Overview

APReL is a unified Python3 library for active preference-based reward learning methods. It offers a modular framework for experimenting with and implementing preference-based reward learning techniques; which include active querying, multimodal learning, and batch generation methods.

Not sure what preference-based learning means? Read on or check our video for a simple example.

Introduction

As robots enter our daily lives, we want them to act in ways that are aligned with our preferences, and goals. Learning a reward function that captures human preferences about how a robot should operate is a fundamental robot learning problem that is the core of the algorithms presented with APReL.

There are a number of different information modalities that can be avenues for humans to convey their preferences to a robot. These include demonstrations, physical corrections, observations, language instructions and narrations, ratings, comparisons and rankings, each of which has its own advantages and drawbacks. Learning human preferences using comparisons and rankings is well-studied outside of robotics, and the paradigm of learning human preferences based on comparisons and rankings shows promise in robotics applications as well.

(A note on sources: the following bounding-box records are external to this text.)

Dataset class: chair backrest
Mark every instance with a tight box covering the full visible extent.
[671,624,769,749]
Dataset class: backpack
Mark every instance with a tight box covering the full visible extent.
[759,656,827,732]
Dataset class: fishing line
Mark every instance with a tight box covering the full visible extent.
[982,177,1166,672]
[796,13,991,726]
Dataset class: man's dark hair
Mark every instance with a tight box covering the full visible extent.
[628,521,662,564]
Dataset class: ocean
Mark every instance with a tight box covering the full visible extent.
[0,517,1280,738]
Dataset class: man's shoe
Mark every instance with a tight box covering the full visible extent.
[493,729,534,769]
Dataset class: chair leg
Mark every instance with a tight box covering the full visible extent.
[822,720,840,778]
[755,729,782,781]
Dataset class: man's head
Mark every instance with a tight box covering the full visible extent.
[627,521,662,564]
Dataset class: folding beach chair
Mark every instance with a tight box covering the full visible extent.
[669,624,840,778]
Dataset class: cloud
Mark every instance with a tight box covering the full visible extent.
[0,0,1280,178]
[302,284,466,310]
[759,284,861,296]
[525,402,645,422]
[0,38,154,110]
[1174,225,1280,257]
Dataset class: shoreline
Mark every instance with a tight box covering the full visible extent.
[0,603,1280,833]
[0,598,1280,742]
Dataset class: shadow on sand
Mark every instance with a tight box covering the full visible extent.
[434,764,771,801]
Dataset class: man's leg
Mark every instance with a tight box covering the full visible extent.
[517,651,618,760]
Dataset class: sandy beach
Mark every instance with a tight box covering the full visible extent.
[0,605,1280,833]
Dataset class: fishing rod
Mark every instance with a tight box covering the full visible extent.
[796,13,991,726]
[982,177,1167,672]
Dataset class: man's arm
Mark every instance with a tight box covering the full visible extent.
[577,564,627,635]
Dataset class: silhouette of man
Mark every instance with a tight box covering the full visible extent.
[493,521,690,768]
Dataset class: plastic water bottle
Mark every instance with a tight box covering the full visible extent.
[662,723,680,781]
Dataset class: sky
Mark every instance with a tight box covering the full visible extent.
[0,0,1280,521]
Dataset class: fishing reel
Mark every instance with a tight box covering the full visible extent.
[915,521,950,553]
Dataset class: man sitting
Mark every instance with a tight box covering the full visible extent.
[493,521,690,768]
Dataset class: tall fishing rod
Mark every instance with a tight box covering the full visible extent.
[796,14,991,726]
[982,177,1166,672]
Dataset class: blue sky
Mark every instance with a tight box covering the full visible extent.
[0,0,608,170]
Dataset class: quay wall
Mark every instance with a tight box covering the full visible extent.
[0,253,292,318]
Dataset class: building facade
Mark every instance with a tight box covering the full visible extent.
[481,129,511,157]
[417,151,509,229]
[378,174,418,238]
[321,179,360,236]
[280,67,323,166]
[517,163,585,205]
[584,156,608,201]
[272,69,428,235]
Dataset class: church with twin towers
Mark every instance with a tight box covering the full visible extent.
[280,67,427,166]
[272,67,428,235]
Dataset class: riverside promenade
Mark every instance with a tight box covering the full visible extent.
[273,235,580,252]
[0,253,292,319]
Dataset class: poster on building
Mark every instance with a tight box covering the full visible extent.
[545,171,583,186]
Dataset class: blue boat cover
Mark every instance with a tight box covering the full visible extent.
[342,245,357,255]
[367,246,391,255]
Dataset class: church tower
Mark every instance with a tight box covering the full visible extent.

However, preference-based learning poses another important challenge: each comparison or ranking gives a very small amount of information. For example, a pairwise comparison between a trajectory of a car that speeds up at an intersection with another trajectory that slows down gives at most one bit of information. Hence, it becomes critical to optimize for what the user should compare or rank. To this end, researchers have developed several active learning techniques to improve data-efficiency of preference-based learning by maximizing the information acquired from each query to the user. APReL enables these techniques to be applied on any simulation environment that is compatible with the standard OpenAI Gym structure.

In essence, APReL provides a modular framework for the solutions of the following three problems:

  • How do we learn from user preferences after optionally initializing with other feedback types, e.g., demonstrations?

  • How do we actively generate preference/ranking queries that are optimized to be informative for the learning model?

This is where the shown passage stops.